Named Camp Fire for a nearby creek, the blaze is not yet done. It had burned at least 90,000 acres, more than 140 square miles, and was only 20 percent contained by Saturday morning, causing officials to declare a state of emergency for a fire likely to worsen over the weekend.

Officials warned that "red flag" conditions would persist on and off through Monday, hot, dry and windy weather that makes the land ripe for a fire's spread.

Butte County Sheriff Kory Honea told reporters at a news conference Friday evening that officials had found nine people who had been killed by the fire: Four were found dead in their cars in Paradise, down from the five officials had spoken about earlier; three outside of houses; and two others, one inside a home, and another near a car.

It had injured an undisclosed number of residents as well as three firefighters. And Honea's deputies were still looking into some 35 reports of missing people.

"This event was the worst-case scenario," Honea said. "It's the event that we have feared for a long time."

Hundreds of miles south in Ventura County, still reeling from a mass shooting that left 12 people dead, more wildfires had broken out, causing the evacuation of 100,000 people in Thousand Oaks, Malibu and other areas. The Woolsey Fire had burned some 35,000 acres, officials said, while the nearby Hill Fire had burned through 6,000.

But of all the areas struck by fires in the state so far, Paradise had fared the worst. Its main commercial street transformed into a smoking runway of destruction. Officials said that 6,453 homes and 260 businesses had been destroyed, making the fire the most destructive in California's history. The previous record holder, the Tubbs Fire in the state's wine country, was just one year ago.

Marc Kessler, 55, a science teacher at a public middle school in Paradise, said the sky turned black soon after he arrived at work.

"It was raining black pieces of soot, coming down like a black snowstorm and starting fires everywhere," he said in an interview. "Within minutes, the town was engulfed."

Teachers were told by emergency workers to forgo seat-belt laws as they piled 200 or so students into their personal vehicles. Bus drivers drove through flames to help out, he said. One of his students pointed out what they thought was the moon in the darkened sky.

"I said, 'That's not the moon. That's the sun,' " he recalled, his voice cracking. "There were times when you couldn't see though the smoke."

The mayor of Paradise, Jody Jones, said most of the buildings in her town of 26,000 had been destroyed.

"There are very few homes still standing, and we've been in multiple different neighborhoods this afternoon," Jones told CNN. "There's really not much left."

Trump has loudly and consistently blamed intensifying wildfires on poor resource management by California officials. Twice in October, Trump threatened to withhold federal wildfire funds from California because of what he alleged was poor forest management policy, The Washington Post reported.
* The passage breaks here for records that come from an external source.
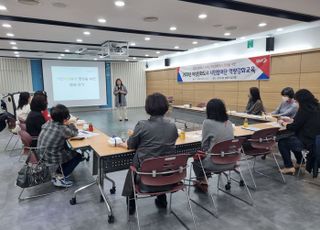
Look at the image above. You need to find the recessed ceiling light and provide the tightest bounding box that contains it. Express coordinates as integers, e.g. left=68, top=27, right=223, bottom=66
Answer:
left=98, top=18, right=107, bottom=23
left=18, top=0, right=40, bottom=6
left=170, top=26, right=177, bottom=31
left=198, top=14, right=208, bottom=19
left=143, top=16, right=159, bottom=22
left=114, top=1, right=125, bottom=7
left=258, top=22, right=267, bottom=27
left=2, top=23, right=11, bottom=28
left=0, top=5, right=7, bottom=11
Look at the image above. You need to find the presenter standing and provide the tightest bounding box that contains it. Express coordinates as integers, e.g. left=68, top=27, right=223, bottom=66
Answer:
left=113, top=78, right=128, bottom=121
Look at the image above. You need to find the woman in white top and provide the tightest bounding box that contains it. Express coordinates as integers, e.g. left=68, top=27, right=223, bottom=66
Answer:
left=16, top=92, right=31, bottom=121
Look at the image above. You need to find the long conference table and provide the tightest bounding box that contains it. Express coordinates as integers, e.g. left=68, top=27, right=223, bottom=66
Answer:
left=68, top=122, right=279, bottom=223
left=171, top=105, right=277, bottom=125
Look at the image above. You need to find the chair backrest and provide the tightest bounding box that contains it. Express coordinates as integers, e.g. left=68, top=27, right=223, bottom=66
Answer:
left=248, top=127, right=279, bottom=150
left=167, top=96, right=174, bottom=103
left=210, top=139, right=243, bottom=165
left=137, top=154, right=189, bottom=186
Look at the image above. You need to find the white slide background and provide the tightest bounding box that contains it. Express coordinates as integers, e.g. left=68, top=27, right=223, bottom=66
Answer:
left=42, top=60, right=107, bottom=107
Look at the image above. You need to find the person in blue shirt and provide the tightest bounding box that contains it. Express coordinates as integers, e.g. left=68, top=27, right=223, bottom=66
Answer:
left=271, top=87, right=298, bottom=118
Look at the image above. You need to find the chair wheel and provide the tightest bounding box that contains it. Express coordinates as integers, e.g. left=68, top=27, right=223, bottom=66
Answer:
left=70, top=197, right=77, bottom=205
left=108, top=215, right=114, bottom=224
left=110, top=187, right=116, bottom=194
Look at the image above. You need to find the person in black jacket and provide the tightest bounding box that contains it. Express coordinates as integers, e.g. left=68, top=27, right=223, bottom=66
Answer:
left=278, top=89, right=320, bottom=174
left=26, top=95, right=47, bottom=147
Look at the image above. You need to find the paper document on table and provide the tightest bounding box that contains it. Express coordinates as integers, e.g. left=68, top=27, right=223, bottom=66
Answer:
left=241, top=126, right=261, bottom=132
left=77, top=129, right=99, bottom=138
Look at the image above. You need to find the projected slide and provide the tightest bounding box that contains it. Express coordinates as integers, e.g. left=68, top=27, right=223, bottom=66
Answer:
left=51, top=66, right=100, bottom=101
left=42, top=60, right=107, bottom=107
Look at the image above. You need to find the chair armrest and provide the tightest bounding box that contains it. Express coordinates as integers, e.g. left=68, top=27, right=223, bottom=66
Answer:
left=193, top=150, right=207, bottom=160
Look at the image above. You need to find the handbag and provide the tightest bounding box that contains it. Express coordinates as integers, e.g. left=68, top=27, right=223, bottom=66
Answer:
left=16, top=160, right=51, bottom=188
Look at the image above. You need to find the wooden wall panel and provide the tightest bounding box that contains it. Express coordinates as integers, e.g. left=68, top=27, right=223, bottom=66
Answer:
left=271, top=54, right=301, bottom=74
left=300, top=71, right=320, bottom=93
left=260, top=73, right=300, bottom=93
left=301, top=52, right=320, bottom=73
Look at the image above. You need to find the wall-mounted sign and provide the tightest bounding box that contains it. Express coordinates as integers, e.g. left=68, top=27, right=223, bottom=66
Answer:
left=177, top=55, right=270, bottom=82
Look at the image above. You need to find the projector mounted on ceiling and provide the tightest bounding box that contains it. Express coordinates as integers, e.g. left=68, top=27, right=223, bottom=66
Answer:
left=76, top=41, right=129, bottom=58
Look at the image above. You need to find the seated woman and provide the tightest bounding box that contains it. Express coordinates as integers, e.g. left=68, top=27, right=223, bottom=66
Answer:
left=26, top=95, right=47, bottom=147
left=246, top=87, right=264, bottom=115
left=278, top=89, right=320, bottom=174
left=271, top=87, right=298, bottom=118
left=16, top=92, right=31, bottom=121
left=37, top=104, right=82, bottom=187
left=193, top=99, right=234, bottom=192
left=122, top=93, right=178, bottom=215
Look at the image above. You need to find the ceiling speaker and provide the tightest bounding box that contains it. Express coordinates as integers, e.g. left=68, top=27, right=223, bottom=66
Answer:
left=266, top=37, right=274, bottom=51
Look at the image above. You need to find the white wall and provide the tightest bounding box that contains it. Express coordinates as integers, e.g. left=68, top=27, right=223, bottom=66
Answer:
left=111, top=62, right=146, bottom=107
left=0, top=58, right=32, bottom=94
left=148, top=22, right=320, bottom=70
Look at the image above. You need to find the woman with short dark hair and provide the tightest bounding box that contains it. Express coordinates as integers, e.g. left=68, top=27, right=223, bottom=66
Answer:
left=193, top=98, right=234, bottom=192
left=122, top=93, right=178, bottom=214
left=271, top=87, right=298, bottom=118
left=246, top=87, right=264, bottom=115
left=113, top=78, right=128, bottom=121
left=26, top=95, right=47, bottom=147
left=38, top=104, right=82, bottom=187
left=278, top=89, right=320, bottom=174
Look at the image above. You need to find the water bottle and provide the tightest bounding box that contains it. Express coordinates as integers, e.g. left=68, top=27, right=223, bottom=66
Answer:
left=243, top=118, right=249, bottom=128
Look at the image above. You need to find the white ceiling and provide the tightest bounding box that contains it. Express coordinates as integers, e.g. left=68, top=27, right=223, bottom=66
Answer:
left=0, top=0, right=320, bottom=60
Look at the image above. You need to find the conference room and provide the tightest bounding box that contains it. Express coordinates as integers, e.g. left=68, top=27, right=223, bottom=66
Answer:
left=0, top=0, right=320, bottom=230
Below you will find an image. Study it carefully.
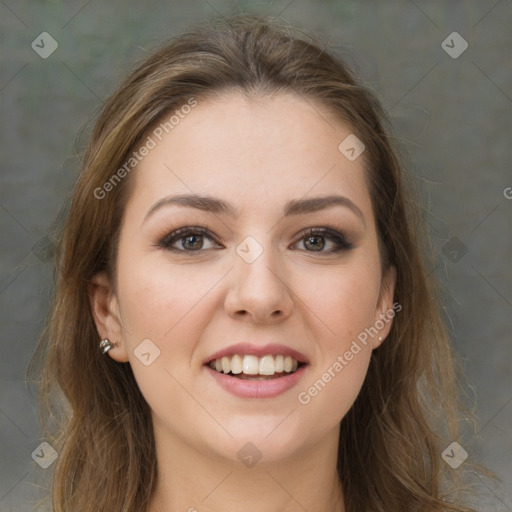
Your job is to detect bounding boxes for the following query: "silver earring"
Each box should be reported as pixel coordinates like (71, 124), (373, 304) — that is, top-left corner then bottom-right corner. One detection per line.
(100, 339), (116, 354)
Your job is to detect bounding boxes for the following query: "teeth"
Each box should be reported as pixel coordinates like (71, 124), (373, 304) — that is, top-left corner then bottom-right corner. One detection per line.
(243, 356), (260, 375)
(231, 356), (244, 375)
(209, 354), (299, 377)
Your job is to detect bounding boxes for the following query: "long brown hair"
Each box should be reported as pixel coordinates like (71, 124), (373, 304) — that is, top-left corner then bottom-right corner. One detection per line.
(30, 15), (484, 512)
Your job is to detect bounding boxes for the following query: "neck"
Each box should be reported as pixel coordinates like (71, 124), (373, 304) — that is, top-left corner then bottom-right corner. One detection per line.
(148, 425), (345, 512)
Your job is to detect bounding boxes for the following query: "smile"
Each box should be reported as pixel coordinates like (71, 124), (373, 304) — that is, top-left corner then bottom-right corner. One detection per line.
(208, 354), (303, 380)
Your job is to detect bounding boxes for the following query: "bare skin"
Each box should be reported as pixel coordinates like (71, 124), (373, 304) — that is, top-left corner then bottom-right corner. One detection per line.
(91, 93), (395, 512)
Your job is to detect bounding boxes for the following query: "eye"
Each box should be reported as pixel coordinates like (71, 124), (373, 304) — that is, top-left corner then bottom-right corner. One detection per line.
(158, 226), (220, 252)
(298, 227), (354, 253)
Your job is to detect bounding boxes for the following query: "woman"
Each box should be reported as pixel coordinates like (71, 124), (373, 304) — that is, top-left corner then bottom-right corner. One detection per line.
(29, 16), (484, 512)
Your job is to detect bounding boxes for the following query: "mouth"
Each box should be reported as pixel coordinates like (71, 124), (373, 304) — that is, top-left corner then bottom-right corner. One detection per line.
(207, 354), (306, 381)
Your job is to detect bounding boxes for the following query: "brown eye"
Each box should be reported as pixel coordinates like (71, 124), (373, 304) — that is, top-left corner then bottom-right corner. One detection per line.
(159, 226), (219, 252)
(294, 228), (354, 253)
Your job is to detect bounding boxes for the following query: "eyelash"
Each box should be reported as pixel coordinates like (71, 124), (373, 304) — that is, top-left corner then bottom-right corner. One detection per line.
(157, 226), (354, 254)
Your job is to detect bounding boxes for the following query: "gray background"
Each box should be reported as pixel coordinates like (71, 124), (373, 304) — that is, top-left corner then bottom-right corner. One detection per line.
(0, 0), (512, 512)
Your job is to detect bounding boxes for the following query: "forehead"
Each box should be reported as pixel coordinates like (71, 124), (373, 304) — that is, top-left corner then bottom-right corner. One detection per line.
(124, 93), (371, 219)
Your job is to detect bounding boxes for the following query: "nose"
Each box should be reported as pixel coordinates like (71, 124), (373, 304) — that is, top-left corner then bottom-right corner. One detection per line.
(225, 240), (293, 324)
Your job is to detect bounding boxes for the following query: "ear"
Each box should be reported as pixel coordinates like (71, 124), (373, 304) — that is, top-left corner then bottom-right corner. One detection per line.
(372, 265), (402, 349)
(88, 272), (128, 363)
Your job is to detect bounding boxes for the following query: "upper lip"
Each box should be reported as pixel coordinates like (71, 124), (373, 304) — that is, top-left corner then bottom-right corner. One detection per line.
(204, 343), (309, 364)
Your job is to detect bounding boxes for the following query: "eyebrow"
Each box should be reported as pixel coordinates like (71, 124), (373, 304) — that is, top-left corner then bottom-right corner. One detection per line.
(144, 194), (364, 224)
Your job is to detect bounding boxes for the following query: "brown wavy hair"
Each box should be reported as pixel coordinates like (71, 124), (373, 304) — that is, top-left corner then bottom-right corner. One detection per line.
(29, 15), (484, 512)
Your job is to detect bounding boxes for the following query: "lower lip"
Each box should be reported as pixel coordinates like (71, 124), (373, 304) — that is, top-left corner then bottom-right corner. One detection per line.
(205, 365), (306, 398)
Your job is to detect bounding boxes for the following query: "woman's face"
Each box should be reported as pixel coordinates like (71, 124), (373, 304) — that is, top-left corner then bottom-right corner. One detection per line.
(91, 93), (394, 461)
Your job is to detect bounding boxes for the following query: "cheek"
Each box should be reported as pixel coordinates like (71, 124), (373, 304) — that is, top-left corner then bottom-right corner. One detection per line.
(119, 252), (218, 349)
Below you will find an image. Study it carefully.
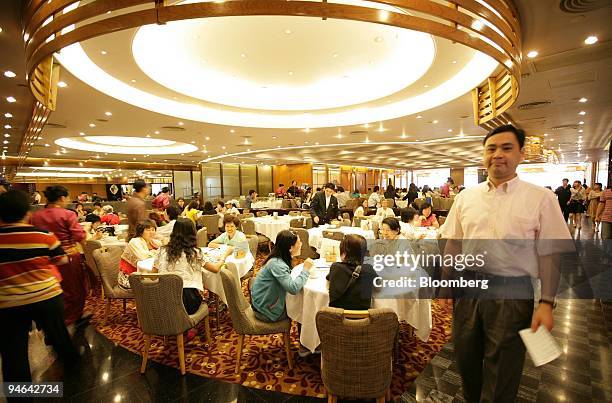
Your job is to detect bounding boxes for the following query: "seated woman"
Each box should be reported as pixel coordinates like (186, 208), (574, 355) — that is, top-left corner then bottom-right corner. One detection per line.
(251, 230), (314, 322)
(400, 207), (425, 239)
(202, 201), (217, 215)
(85, 214), (104, 241)
(100, 205), (119, 225)
(225, 200), (240, 216)
(153, 218), (233, 340)
(183, 200), (201, 225)
(117, 220), (159, 290)
(421, 202), (440, 228)
(327, 234), (377, 310)
(208, 214), (249, 252)
(376, 199), (395, 219)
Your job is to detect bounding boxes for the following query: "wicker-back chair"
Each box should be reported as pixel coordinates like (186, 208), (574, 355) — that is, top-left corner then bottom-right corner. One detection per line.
(93, 247), (134, 323)
(220, 269), (293, 373)
(316, 307), (399, 403)
(129, 273), (211, 375)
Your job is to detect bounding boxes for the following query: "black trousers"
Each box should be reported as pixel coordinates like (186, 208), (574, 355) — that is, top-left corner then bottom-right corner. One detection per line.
(0, 294), (79, 382)
(183, 288), (202, 315)
(453, 298), (533, 403)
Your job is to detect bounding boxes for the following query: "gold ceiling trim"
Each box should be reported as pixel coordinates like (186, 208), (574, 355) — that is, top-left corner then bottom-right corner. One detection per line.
(24, 0), (522, 114)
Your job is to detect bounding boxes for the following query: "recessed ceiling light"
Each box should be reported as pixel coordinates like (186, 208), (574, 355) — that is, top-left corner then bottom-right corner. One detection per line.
(472, 20), (484, 31)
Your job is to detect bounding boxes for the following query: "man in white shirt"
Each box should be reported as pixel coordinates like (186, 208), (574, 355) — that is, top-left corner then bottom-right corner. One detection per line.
(368, 186), (382, 207)
(441, 125), (573, 402)
(155, 206), (180, 240)
(336, 186), (351, 208)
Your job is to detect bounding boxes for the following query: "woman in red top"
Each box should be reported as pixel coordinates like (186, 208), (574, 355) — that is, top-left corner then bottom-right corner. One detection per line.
(30, 185), (91, 325)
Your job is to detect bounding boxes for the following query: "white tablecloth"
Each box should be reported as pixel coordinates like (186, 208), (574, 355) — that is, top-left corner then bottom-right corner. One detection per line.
(308, 224), (374, 252)
(248, 215), (300, 242)
(251, 199), (283, 209)
(285, 259), (432, 351)
(137, 245), (255, 304)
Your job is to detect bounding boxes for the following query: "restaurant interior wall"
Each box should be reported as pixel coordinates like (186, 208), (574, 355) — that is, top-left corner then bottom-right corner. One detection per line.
(272, 164), (313, 189)
(173, 171), (193, 197)
(414, 168), (450, 189)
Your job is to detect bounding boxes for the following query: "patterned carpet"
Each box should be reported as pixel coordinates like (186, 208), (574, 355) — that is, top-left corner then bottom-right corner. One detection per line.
(88, 252), (451, 397)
Universally, California officials' response has been that the real culprit behind intensifying wildfires is climate change.

As The Washington Post's Angela Fritz wrote in July, a hotter-than-average summer and dry winter have "led to tinder-dry vegetation," in areas scorched by the Carr fire during Redding, California's hottest July on record. "The energy release component, or how much fuel is available for the fire, is at the highest it has been around Redding since at least 1979," Fritz wrote.

But for the people of Paradise, that debate wasn't immediately as important as simply getting out of the path of the Campfire.

Paradise resident Brynn Chatfield posted a terrifying video as she and her family escaped the fire, flames a few feet from their vehicle and embers shooting across their path.

"Heavenly father, please help us," she prayed in the video. "Please help us to be safe."

The video concluded as the vehicle emerged from the flames into a normal day. Chatfield later posted the video, which has since been seen nearly 2 million times.

"My hometown of Paradise is on fire," she wrote. "My family is evacuated and safe. Not all my friends are safe."